Untuk efektivitas, para pengurus OSIS rutin menggelar rapat dengan tempat dan waktu kondisional. Ini dilakukan sebelum LDK. Dan hanya perngurus OSIS yang dilibatkan.
"Mungkin itu yang disebut Kepsek LDK ilegal. Kegiatan tersebut merupakan rangkaian menuju acara terbesar OSIS SMAN 1 Semarang, Reinkarnation. Reinkarnation berlangsung 23 September dan mendatangkan artis-artis nasional seperti Jaz Hayat, Kelompok Penerbang Roket, hingga RAN," kata Rokayah.
Anak-anak SMA ini harus membuat acara besar berskala nasional. Tentu biayanya juga besar. Karena keterbatasan tenaga, maka pengurus OSIS merasa kewalahan jika ditangani sendiri.
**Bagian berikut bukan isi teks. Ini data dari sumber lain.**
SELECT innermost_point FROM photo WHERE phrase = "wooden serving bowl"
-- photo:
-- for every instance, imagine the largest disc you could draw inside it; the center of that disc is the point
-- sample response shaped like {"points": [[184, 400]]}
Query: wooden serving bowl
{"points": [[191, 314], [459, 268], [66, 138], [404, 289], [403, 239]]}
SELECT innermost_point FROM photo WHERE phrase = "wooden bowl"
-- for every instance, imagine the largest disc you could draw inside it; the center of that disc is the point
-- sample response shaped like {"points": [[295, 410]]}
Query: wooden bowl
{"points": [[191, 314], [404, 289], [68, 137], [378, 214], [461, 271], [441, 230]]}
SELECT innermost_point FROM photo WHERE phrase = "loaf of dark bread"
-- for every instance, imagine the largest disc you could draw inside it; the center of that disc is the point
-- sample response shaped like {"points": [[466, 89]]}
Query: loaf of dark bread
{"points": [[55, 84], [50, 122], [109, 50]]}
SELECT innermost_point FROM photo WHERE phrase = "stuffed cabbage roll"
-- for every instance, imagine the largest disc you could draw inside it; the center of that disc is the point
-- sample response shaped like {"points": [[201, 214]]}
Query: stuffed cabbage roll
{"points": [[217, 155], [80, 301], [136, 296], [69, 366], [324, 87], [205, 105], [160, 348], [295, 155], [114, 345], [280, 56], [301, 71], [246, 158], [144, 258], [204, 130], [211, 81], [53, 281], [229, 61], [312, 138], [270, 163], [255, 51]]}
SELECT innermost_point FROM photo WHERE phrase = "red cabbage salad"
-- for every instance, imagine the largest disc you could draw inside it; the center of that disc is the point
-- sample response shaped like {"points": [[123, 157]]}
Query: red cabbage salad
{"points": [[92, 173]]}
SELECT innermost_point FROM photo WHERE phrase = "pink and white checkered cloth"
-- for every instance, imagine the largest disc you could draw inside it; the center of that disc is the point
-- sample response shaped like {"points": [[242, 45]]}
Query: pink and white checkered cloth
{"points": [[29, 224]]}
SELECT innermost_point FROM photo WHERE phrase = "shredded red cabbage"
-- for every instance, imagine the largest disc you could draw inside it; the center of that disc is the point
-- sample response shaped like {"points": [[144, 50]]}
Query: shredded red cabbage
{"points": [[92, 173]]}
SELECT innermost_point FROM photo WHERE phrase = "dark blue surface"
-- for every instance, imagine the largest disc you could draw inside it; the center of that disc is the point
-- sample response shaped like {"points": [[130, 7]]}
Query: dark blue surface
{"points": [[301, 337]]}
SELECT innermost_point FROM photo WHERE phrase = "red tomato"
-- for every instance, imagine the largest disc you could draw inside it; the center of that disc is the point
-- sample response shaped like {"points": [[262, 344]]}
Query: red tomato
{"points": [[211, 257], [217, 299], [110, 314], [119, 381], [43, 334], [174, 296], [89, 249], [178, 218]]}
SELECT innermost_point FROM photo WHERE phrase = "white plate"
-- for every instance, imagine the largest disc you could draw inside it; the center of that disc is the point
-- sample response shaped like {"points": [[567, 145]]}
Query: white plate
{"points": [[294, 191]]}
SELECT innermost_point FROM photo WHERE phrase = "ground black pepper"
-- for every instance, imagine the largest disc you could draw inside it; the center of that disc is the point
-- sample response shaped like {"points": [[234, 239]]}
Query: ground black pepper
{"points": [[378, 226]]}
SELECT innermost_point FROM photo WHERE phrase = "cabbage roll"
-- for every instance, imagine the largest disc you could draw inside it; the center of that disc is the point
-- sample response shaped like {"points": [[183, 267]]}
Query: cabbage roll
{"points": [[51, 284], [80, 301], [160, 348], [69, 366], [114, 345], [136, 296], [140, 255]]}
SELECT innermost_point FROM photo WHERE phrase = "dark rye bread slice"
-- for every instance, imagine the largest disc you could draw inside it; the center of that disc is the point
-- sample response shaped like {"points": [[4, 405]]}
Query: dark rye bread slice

Mereka berinisiatif melakukan rekrutmen pada kelas X sekaligus melakukan regenerasi.
"Karena ini acara yang sudah sangat dikenal publik Semarang dan menjadi acara paling besar SMANSA. Anggarannya pun mencapai Rp 300 juta lebih," kata Rokayah.
Advertisement
Masih Minat Jadi Pengurus OSIS?
Seluruh acara itu, semua ditangani OSIS. Mulai mencari artis, menentukan artis, melobi, hingga tawar-menawar dengan manajemen artis. Mereka juga harus menata acara, menyiapkan konsumsi, undangan, hingga mencari dana.
"Tahun lalu total pendapatan sekitar Rp 400 juta. Dan itu semua yang mencari OSIS. Sekolah hanya menandatangani proposal," kata Rokayah.
Untuk mengumpulkan dana sebanyak itu, dia mengaku telah berupaya selama satu tahun. Dari jualan kue, camilan, mengamen sampai mencari sponsor. Rokayah menduga, dari kegiatan mencari uang ini yang dikeluhkan salah satu orangtua pelapor yang menunjukkan adanya rok dan lain-lain.
"Ini kegiatan mandiri dan sangat mendidik. Kami tidak meminta-minta, tapi berusaha. Celakanya justru dipersoalkan bahkan disalahkan," kata Rokayah.
Usai Anin dan Afif dipecat, masihkah OSIS menjadi organisasi seksi yang dianggap bergengsi di sekolah?
"Saya enggak mau ah jadi pengurus OSIS. Takut, nanti ada apa-apa," kata Udin, siswa kelas X.
Hal serupa disampaikan siswa lainnya. Meski ada satu atau dua pelajar yang tetap bersedia menjadi pengurus, namun dengan syarat.
"Mau saja. Tapi kalau ada kegiatan, sekolah harus mendukung dan melindungi. Jadi kalau ada apa-apa ikut tanggung jawab. Enggak kayak ini," kata siswa lainnya.